The IP address thing is simple: everyone has has gethostbyname() or
its equivalent in their standard library. Especially if you just want
a yes or no answer (and that's what DNSBLs started as and are still
mostly used for), gethostbyname() gives you a simple and basically
hassle-free basic interface. It also has the right failure mode for a
cautious system; if you can't talk to the DNSBL for any reason, the
lookup fails and you assume that the host isn't blocklisted.
Using any other DNS record type to return information requires people to write much more involved custom code to do direct DNS queries, which is usually much more complicated even if you have a high level library to handle a bunch of the details, and really more complicated if you don't. (Trust me, decoding DNS response packets is not fun for any part of the family.)
The reversed octets query format is for historical reasons. The first
DNSBL was mostly aimed at listing
entire bad networks and subnets, not individual hosts, and was probably
not using a custom nameserver. If you want to list a lot of things
with bind you want to use wildcard records, but wildcards can only
come at the start of a DNS name (at the end of the lookups, which go
right to left), not in the middle. So if you are going to use wildcard
records to cover subnets, you need to reverse the octets so you can put
the wildcard in the right place, letting you list 24.10.0.0/16 by just
creating a *.10.24.your.dnsbl PTR record.
(These days none of this applies any more; most DNSBLs that
people use list individual hosts instead of subnets, and I believe that
most of them use custom nameservers because loading several hundred
thousand records into bind doesn't work too well.)
2008-06-11
Designing a usable DNS Blocklist result format
It's relatively common for DNS blocklists to want to encode a certain amount of information in their results, ranging from the source of the information to how reliable they consider the results. For sensible reasons, DNS blocklists have to encode this information in the IP address or addresses that they return.
As it turns out, there is a useful way and a not so useful way to encode this information, because of the limitations of mailer support for DNSBL lookups. Most mailers can ask only two questions: 'is this host listed at all?' and 'is this host listed with a specific IP address?'
(Even when mailers support more, I believe that those two are the easiest two conditions to use.)
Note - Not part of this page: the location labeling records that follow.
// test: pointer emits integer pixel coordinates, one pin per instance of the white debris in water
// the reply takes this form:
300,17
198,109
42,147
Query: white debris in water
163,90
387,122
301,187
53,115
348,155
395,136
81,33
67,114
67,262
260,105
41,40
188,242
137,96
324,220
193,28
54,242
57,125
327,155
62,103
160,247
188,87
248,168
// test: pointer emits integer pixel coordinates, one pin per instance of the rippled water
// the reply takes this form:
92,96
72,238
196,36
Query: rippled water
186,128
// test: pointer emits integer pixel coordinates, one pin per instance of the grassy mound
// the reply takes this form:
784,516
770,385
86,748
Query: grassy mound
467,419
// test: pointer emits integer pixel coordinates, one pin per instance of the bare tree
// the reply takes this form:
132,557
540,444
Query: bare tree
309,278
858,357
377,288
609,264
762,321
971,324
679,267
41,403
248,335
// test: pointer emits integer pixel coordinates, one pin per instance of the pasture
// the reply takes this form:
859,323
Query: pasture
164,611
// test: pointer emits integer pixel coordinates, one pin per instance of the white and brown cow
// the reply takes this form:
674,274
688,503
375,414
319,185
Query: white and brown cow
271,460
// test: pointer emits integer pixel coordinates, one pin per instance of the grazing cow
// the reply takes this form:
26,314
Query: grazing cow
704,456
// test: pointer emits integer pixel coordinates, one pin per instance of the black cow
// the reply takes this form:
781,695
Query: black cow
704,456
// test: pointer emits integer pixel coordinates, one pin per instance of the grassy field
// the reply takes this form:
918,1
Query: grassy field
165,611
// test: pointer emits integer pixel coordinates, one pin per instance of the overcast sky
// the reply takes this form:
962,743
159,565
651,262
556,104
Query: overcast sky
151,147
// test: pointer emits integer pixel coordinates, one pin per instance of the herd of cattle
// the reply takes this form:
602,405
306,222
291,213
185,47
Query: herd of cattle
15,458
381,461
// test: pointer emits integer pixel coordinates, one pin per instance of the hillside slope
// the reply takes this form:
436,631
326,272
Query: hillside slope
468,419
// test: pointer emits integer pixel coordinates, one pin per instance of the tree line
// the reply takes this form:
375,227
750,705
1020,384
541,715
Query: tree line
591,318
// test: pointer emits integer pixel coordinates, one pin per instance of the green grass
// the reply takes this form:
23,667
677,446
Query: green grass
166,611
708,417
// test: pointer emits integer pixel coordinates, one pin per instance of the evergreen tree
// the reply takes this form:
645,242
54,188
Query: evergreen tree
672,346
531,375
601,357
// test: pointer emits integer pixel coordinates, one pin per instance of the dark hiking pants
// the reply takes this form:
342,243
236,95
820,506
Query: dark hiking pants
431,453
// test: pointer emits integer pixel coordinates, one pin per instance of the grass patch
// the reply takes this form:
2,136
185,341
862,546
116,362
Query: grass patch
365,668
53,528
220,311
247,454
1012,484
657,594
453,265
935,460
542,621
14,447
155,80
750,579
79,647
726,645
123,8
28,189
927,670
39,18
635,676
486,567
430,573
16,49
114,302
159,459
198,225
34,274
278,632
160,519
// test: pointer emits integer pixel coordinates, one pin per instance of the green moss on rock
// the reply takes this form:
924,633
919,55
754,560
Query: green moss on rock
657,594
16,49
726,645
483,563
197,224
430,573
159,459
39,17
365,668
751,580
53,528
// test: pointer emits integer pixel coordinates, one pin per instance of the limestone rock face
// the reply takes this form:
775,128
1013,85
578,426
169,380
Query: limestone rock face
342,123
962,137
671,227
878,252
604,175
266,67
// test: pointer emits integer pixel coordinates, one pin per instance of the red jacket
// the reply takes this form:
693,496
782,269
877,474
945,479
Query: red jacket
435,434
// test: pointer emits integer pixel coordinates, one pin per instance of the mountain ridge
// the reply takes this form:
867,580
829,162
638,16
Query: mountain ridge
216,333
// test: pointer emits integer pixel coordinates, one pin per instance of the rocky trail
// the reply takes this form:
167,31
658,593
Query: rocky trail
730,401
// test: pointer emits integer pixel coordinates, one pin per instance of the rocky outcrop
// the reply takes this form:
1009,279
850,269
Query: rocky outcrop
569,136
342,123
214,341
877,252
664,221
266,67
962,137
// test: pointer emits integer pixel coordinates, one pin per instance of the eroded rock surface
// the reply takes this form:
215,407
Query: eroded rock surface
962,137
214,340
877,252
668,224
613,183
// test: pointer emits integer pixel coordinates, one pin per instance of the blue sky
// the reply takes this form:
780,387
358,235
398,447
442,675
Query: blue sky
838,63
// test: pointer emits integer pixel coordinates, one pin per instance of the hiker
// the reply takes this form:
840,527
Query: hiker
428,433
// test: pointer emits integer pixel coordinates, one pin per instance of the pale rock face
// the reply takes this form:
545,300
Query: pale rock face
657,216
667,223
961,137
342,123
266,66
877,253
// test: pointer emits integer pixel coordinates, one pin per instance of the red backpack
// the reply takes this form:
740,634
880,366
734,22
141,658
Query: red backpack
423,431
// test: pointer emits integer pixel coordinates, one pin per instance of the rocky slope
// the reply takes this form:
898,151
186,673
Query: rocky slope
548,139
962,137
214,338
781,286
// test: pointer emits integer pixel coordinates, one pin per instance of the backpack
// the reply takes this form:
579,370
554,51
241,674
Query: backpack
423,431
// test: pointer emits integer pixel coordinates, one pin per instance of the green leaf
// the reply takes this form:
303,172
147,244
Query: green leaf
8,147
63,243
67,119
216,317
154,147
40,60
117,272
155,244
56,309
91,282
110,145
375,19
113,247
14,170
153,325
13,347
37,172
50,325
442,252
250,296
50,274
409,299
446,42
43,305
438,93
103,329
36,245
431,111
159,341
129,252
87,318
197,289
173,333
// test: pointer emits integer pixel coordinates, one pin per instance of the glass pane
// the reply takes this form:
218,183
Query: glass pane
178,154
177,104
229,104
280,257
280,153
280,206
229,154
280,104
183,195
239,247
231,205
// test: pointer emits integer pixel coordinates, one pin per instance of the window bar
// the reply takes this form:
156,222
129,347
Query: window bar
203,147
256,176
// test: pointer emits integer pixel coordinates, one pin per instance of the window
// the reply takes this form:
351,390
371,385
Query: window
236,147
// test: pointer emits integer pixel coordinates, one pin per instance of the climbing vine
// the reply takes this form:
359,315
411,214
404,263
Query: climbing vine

There are two natural ways to encode multiple pieces of information in
DNSBL results. One of them is to return multiple IP addresses, each
one representing one piece of information; the other is to encode all
of the information into a single IP address (using several octets, or
encoding an octet by ORing flags together, or both). Now consider
what happens if you want to know only one piece of information in your
mailer, for example 'is this host blocked with high confidence'.
If the DNSBL encodes multiple pieces of information in a single IP address and you want only one piece, you probably have no good way of extracting it and matching on it; instead you have to inventory all of the different IP addresses that it might be encoded into. However, if the DNSBL encodes the information into multiple IP addresses, you have a simple check; 'does the DNSBL return IP <X> for this host'.
Thus, I believe that the most useful and best way for DNSBLs to encode multiple pieces of information is to return multiple IP addresses for each lookup, each one encoding one specific bit of information. Encoding several pieces of information in one IP address only makes sense if you are very confidant that most people will want to use them together and will never want to check just one.